But in our scenario, the deployment is being done to the WPHs at the customer site, and the network infrastructure or the other servers existing in the network arent under our control. This results in carefully planning, deploying, and monitoring the upgrade/deployment of the new release to the endpoints. Solving any problems that can occur at the customer site is costly and time-consuming - usually not as easy as solving problems in a cloud environment. This is why DevOps becomes even more critical to ensure that the release is stable, secure, tested, and delivered faster.
A sample schema of how DevOps can work in a cloud environment vs an on-premise delivery environment can be seen below.
Following through on the definition of a release train, each train should be able to interact with its stakeholders and deliver more or less independently from the other trains.

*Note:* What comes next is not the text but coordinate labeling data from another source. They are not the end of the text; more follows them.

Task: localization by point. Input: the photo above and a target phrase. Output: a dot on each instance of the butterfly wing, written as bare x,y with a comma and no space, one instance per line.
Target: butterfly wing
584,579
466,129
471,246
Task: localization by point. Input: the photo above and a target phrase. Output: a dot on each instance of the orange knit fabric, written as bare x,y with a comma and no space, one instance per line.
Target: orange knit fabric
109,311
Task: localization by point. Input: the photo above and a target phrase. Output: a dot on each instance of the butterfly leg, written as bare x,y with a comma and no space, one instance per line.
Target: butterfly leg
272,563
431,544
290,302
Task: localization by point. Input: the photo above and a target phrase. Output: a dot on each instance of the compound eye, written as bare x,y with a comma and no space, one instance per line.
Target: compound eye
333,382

Deciding how to construct a release train isnt as easy as it sounds. Some key questions to keep in mind are:
With these and other similar considerations in mind, the organizations try to find and create the optimal release trains, which can act fairly independently from one another (from a technical as well as a customer point of view). I have to emphasize here that being completely independent is impossible for the majority of the projects. The goal is to be as independent as possible. Otherwise, this might turn into a game of a cat chasing its tail.
The goal of establishing release trains is ensuring there is consistent and fast delivery of customer expectations. Each customer (group) can work with different release trains to ensure they get what they want.
Another thing to keep in mind is that software projects are live systems. This means that the software will evolve with the advance of technology and new customer requirements. Changes to technology and requirements will mean that the release trains, as well as the teams, need to adapt to new situations and reorganize to cover the new status.
With this short introduction, lets take a look at our example, and how we reshaped our release trains. First of all, let me emphasize that we have 2 different sets of customers in this example. The first is of course our end users, the clients. WPH is delivered to the customer site with the software on it and updated and supported remotely, or when necessary on-site. The second customer group is our support teams, who are the users of the support functionalities we deliver on our data centers and public cloud environments. We initially created 2 release trains which had different deployment environments and different customers: Platform and Support trains. The Platform train is responsible for implementing and delivering core functionalities we expect from the on-premise WPH, whereas the Support train covers support team requirements. Due to different deployment environments and different customers, these 2 trains have different deployment methodologies. Even though we do deployments with different frequencies for these 2 trains, we use one single Program Increment (PI, as defined by SAFe) event to cover the planning for all of the teams. As mentioned before, the teams are NOT completely independent from one another and the planning has to be done together.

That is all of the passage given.